Ardiono sudah tahu kalau beasiswa Rubi Albarsya diputus oleh Ciptahadi Foundation secara sepihak. Satu hal yang sangat disayangkan, perusahaan konstruksi terkenal dan sebesar Ciptahadi tega melakukan itu kepada pelajar yang memang butuh didanai.
Menurut penuturan Raden, Rubi tidak menuntut apa-apa dari Ciptahadi. Wanita itu menjalani takdirnya dengan ikhlas.
Ardiono berpikir, Rubi bukan tipe perempuan yang akan mencari keuntungan. Oleh sebab itu, sebelum datang ke sini, ia sudah mengatakan pada Raden, "cocok nggak cocok. Suka nggak suka, saya pilih Rubi Albarsya, Den."
"Di, jangan gitu. Kalau nggak cocok sama Rubi, kamu tinggal pilih mau perempuan yang mana ke aku biar nanti aku yang bakal hubungin mereka." Ucapnya sambil mengangkat iPad. "Jangan dipaksakan untuk cocok. Ini pernikahan."
Ardiono tertawa, "makin sama kayak ibu dan bapak saya saja kamu tuh."
Ternyata, Rubi dan Raden punya pemikiran yang sama. Perempuan di hadapannya berpikir kalau Ardiono akan bertemu dengan perempuan lain yang sudah mendaftar.
Tidak. Ardiono tidak ada niatan untuk terus mencari dan memilih. Sederhana saja, kalau Rubi menolak dirinya, baru ia akan berkenalan dengan perempuan yang sudah berada di waiting list. Tapi kalau wanita itu menerimanya; selamat datang kehidupan pernikahan.
"Ya, kamu gimana? Masih mau lanjut sama saya?" Tanya Ardiono.
Perempuan di hadapannya mendongak mendengar pertanyaan Ardiono dan menjawab, "pasti.
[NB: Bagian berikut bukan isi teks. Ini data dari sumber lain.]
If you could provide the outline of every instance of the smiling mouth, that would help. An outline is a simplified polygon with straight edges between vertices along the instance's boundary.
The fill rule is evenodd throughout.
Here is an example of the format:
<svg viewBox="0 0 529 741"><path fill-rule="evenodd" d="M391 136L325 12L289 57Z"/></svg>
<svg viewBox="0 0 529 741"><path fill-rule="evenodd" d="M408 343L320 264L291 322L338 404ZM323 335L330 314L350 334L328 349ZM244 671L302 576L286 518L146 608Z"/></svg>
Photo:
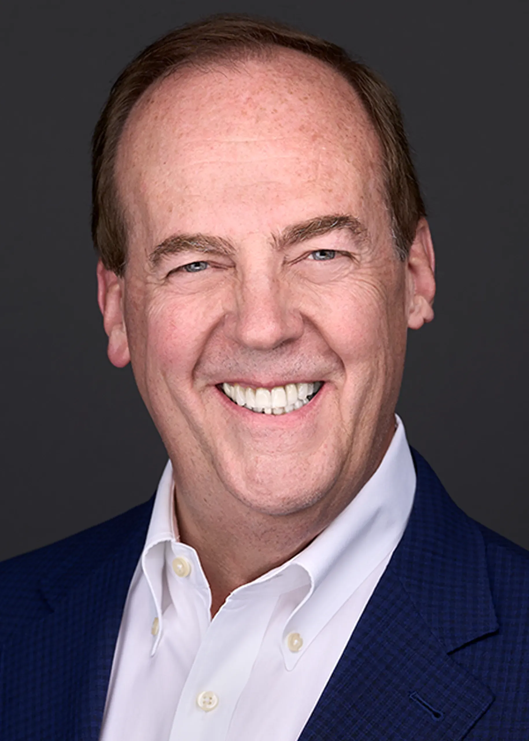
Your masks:
<svg viewBox="0 0 529 741"><path fill-rule="evenodd" d="M217 388L234 404L257 414L288 414L308 404L322 386L322 381L316 381L287 383L272 389L252 388L238 383L222 383Z"/></svg>

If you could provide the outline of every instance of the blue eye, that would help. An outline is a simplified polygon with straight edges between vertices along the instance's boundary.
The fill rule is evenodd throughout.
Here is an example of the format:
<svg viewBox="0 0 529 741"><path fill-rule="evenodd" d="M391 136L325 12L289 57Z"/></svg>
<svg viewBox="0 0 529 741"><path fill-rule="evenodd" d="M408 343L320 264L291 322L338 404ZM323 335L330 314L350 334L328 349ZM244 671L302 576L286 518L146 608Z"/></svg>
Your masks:
<svg viewBox="0 0 529 741"><path fill-rule="evenodd" d="M205 270L206 268L207 268L207 263L203 260L200 260L196 262L189 262L187 265L182 265L182 269L185 270L186 273L200 273L201 270Z"/></svg>
<svg viewBox="0 0 529 741"><path fill-rule="evenodd" d="M336 250L315 250L310 256L313 260L333 260L336 252Z"/></svg>

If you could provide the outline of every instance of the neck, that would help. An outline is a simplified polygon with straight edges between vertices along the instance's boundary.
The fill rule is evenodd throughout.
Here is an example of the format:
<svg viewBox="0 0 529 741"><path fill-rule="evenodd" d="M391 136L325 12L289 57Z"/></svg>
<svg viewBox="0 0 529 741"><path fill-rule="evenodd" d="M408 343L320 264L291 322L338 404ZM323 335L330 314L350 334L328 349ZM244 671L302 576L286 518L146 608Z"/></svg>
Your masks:
<svg viewBox="0 0 529 741"><path fill-rule="evenodd" d="M201 481L198 471L189 478L174 471L178 531L199 554L211 589L212 617L233 590L292 558L345 508L378 468L393 432L392 427L378 454L356 475L315 505L288 514L252 509L223 488L212 487L211 480Z"/></svg>

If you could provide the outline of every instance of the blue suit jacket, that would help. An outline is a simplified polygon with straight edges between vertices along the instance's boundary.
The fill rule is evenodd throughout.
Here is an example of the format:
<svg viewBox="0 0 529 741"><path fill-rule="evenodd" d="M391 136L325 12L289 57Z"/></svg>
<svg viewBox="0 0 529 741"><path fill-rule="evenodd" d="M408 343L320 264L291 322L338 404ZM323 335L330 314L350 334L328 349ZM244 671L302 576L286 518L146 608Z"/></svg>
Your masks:
<svg viewBox="0 0 529 741"><path fill-rule="evenodd" d="M300 741L529 741L529 554L414 459L404 536ZM0 567L1 741L98 739L152 503Z"/></svg>

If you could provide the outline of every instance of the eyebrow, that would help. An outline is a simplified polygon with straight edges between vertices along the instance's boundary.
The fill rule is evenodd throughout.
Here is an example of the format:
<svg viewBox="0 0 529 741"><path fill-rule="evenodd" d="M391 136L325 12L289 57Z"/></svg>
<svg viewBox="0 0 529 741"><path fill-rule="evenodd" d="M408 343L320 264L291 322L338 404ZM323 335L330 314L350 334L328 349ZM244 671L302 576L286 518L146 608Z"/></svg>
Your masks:
<svg viewBox="0 0 529 741"><path fill-rule="evenodd" d="M276 249L282 250L342 229L347 230L353 236L362 241L367 237L367 230L355 216L334 213L316 216L287 227L279 234L273 234L272 242ZM235 246L222 237L201 233L172 234L154 247L149 255L149 262L153 268L156 268L167 255L202 252L231 257L235 251Z"/></svg>

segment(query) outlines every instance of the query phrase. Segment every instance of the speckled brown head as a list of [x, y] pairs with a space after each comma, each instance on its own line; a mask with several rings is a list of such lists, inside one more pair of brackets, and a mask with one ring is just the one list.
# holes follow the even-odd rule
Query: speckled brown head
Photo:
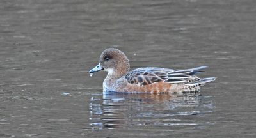
[[120, 77], [129, 70], [130, 65], [127, 57], [117, 49], [109, 48], [100, 55], [99, 64], [90, 71], [90, 73], [104, 70], [108, 75]]

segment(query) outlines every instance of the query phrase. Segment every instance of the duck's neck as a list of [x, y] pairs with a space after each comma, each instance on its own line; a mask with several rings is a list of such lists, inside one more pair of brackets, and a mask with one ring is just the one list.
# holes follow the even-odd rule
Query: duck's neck
[[129, 69], [118, 70], [118, 68], [116, 68], [116, 70], [114, 70], [113, 69], [109, 69], [108, 70], [108, 73], [106, 79], [118, 79], [124, 76], [124, 75], [125, 75], [127, 73], [128, 70]]

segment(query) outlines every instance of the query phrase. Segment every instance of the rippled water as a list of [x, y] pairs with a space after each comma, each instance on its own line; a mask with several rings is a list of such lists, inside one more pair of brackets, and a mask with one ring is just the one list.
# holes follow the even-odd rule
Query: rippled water
[[[256, 3], [0, 1], [0, 137], [255, 137]], [[200, 93], [103, 93], [105, 49], [131, 68], [208, 66]]]

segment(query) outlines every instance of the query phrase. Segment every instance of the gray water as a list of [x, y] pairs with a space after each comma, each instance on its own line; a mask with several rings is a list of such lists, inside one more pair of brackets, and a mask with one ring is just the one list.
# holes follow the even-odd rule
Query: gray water
[[[255, 137], [256, 1], [0, 1], [0, 137]], [[200, 93], [103, 93], [132, 68], [209, 66]]]

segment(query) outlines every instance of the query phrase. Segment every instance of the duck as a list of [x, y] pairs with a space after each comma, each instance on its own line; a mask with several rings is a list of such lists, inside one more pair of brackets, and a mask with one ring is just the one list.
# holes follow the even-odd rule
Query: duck
[[130, 63], [121, 50], [115, 48], [104, 50], [99, 63], [89, 71], [108, 72], [103, 81], [104, 91], [122, 93], [182, 93], [197, 92], [216, 77], [200, 78], [196, 75], [204, 72], [202, 66], [189, 69], [174, 70], [158, 67], [142, 67], [130, 71]]

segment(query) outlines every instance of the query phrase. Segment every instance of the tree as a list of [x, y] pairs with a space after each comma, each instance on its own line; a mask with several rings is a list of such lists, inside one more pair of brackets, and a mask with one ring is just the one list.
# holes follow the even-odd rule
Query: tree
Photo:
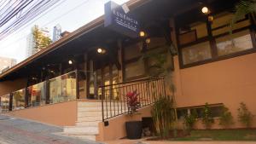
[[52, 41], [45, 35], [45, 33], [39, 29], [38, 26], [35, 26], [32, 28], [34, 48], [37, 51], [39, 51], [47, 46], [49, 46]]

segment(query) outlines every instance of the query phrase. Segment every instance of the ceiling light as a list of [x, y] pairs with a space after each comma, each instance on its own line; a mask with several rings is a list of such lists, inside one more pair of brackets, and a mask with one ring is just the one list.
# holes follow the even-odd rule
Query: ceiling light
[[212, 22], [213, 21], [213, 16], [212, 15], [208, 16], [208, 20], [210, 22]]
[[98, 49], [97, 49], [97, 52], [98, 52], [99, 54], [102, 54], [102, 48], [98, 48]]
[[140, 32], [140, 37], [145, 37], [146, 33], [143, 31]]
[[151, 42], [150, 38], [146, 39], [146, 43], [149, 43]]
[[99, 54], [105, 54], [106, 53], [106, 49], [102, 49], [102, 48], [98, 48], [97, 49], [97, 52]]
[[203, 7], [203, 8], [201, 9], [201, 12], [202, 12], [203, 14], [209, 14], [209, 13], [210, 13], [209, 9], [208, 9], [207, 7]]

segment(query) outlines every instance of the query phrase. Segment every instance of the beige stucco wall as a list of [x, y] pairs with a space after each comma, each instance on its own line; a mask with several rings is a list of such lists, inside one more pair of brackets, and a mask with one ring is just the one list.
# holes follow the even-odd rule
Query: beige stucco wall
[[[185, 69], [179, 69], [177, 56], [174, 60], [177, 107], [224, 103], [233, 114], [236, 128], [242, 127], [237, 122], [240, 102], [256, 115], [255, 53]], [[256, 118], [253, 124], [256, 127]], [[219, 128], [218, 123], [213, 128]]]
[[143, 117], [150, 117], [151, 107], [142, 108], [138, 114], [131, 117], [129, 114], [121, 115], [108, 120], [109, 125], [104, 126], [104, 123], [99, 124], [99, 135], [97, 141], [117, 140], [126, 136], [125, 122], [142, 120]]
[[26, 79], [0, 82], [0, 96], [26, 88]]
[[77, 121], [77, 101], [30, 107], [6, 114], [58, 126], [73, 126]]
Nggak ada yang bisa menghalangi saya."
Ardiono berusaha menahan senyumnya. Benar seperti yang Raden katakan, Rubi memiliki pendirian yang kuat. "Kenapa kamu yakin sekali? Tadi kayaknya masih ragu?"
"Saya BU atau butuh uang. Jadi, kapan tanggal pernikahannya?"
"Wow tunggu dulu." Perempuan ini selalu tidak sabaran, pikir Ardiono. "Rencana saya, kita akan bertemu bapak kamu lalu orang tua saya, baru bisa tentukan tanggal."
Air mukanya berubah. "Kok ketemu bapak saya? Nggak bisa pakai wali hakim?"
"Menurut Informasi yang saya dapatkan, beliau masih hidup, kan?"
Rubi Albarsya hanya mengangguk lemah. Dari wajahnya, perempuan itu enggan bicara lebih lanjut mengenai bapaknya.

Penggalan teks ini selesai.